Натянув домашнюю одежду, которую я нашла в шкафу, подхватив Барсика на руки, тихо вышла из комнаты. Бабушка с мамой смотрели телевизор. При взгляде на них у меня защемило сердце. Оказывается, я так соскучилась, что готова была кинуться и заобнимать их до полусмерти. Я с трудом стёрла с лица идиотскую улыбку.

— Не стоит на закат спать, — сказала бабушка, — голова заболит.

Я снова заулыбалась, хотя голова, действительно, болела. Но это не страшно. Ведь исчезла одна серьёзная проблема. Родные восприняли моё появление спокойно. Я немного растерялась. Может Никандр сотворил двойника? С этим стоило разобраться.

Мама вязала разноцветный шарф, бабушка с интересом смотрела какую-то мыльную оперу Душевные разговоры, наивная героиня, красавец — главный герой, и телевизионные страсти — мордасти. Ничего не изменилось. Бабуля любила истории, в которых много любви.

Я отпустила Барсика, втиснулась на диван между бабушкой и мамой и положила голову маме на колени, мечтая, чтобы она, погладила меня по волосам. Мама тут же отложила вязанье. Мамину руку — теплую и мягкую я прижала к своей щеке. От неё пахло ароматом сирени, знакомыми духами. Жаль, что я не захватила из Верховии никаких подарков. Телевизор бубнил на разные голоса.

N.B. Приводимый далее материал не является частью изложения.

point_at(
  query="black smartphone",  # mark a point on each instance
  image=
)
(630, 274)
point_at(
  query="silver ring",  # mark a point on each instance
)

— Что-то случилось? — мамин обеспокоенный голос заставил выпустить её руку, которую мгновением раньше я легонько поцеловала. Боже, как я соскучилась!

— Не доспала, вот и голова разболелась, — прерывисто вздохнула, снизу вверх посмотрев на маму. Так хорошо рядом с ней. Не стоит пугать её. Я села, подтянув ноги под себя.

Смотреть телевизор, от которого отвыкла, было неинтересно. Мой взгляд скользил по ковру на полу, старенькой мебельной стенке, хрусталю за стеклянными дверцами. Я знакомилась, приноравливалась, притиралась к своему дому, который успел стать чужим. Времени прошло чуть, а изменения казались необратимыми. Я смотрела на всё с грустью, понимая, что отныне мне будет тесно и неспокойно в этих стенах. Бабушка рассказывала, когда она уехала из деревни, а после навещала родных, умудрялась со всеми перессориться, так её раздражал семейный уклад, деревенские повадки и разговоры.